Additionally, after the closing of the Acquisition, the Company is required to pay additional contingent consideration under both the MIPA and the License Agreement (the “Contingent Consideration”) upon the achievement of various specified milestones, including completion of an offering of the Company’s Common Stock or Common Stock equivalents (“Equity Offering”), which Contingent Consideration including certain specified cash payments, cash payments calculated based on any Equity Offering proceeds, shares of Common Stock that would result in the Sellers collectively beneficially owning specified percentage of the Company and warrants to purchase Common Stock. The Contingent Consideration was determined to be comprised of liabilities which meet the definition of a derivative under ASC 815, and was thus required to be recognized at its fair value at closing, with such fair value included as a component of the cost of the asset acquisition. The liability will then be remeasured each reporting period with changes in fair value recognized in earnings. As of the Acquisition Closing Date, the Company estimated the fair value of $9,380,000 using a probability-weighted discounted cash flow approach.

 

The following table presents the total purchase consideration and the allocation of the purchase consideration for the Acquisition as of September 2, 2025:

 

Acquisition Consideration (cash)   $ 1,750,000  
Fair value of Series I Preferred Stock (747,362 shares)     2,697,977  
Transaction Costs     259,022  
Total Preliminary Consideration Transferred     4,706,999  
         
Contingent Consideration     9,380,000  
         
Purchase Price   $ 14,086,999  

 

The total purchase price was allocated in its entirety to the exclusive license under the License Agreement.
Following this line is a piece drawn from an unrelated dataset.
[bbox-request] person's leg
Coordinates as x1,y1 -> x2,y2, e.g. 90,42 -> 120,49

The agreement has no specified term and will only be terminated upon mutual agreement between the Company and Lightsolver, material breach of contract by either party, insolvency of either party, certain other failures to perform under the terms of the agreement, or at the Company’s convenience. As of the Acquisition date, the Company believes that the probability of termination under any of the above conditions is remote; the Company intends to hold the Exclusive License into perpetuity thus does not foresee a limit on the asset’s useful life as of the Acquisition Date. Management thus concludes that the Exclusive License is an indefinite-lived asset and will perform an annual assessment for impairment and will reassess whether events and circumstances indicate that the life of the asset is no longer indefinite each reporting period.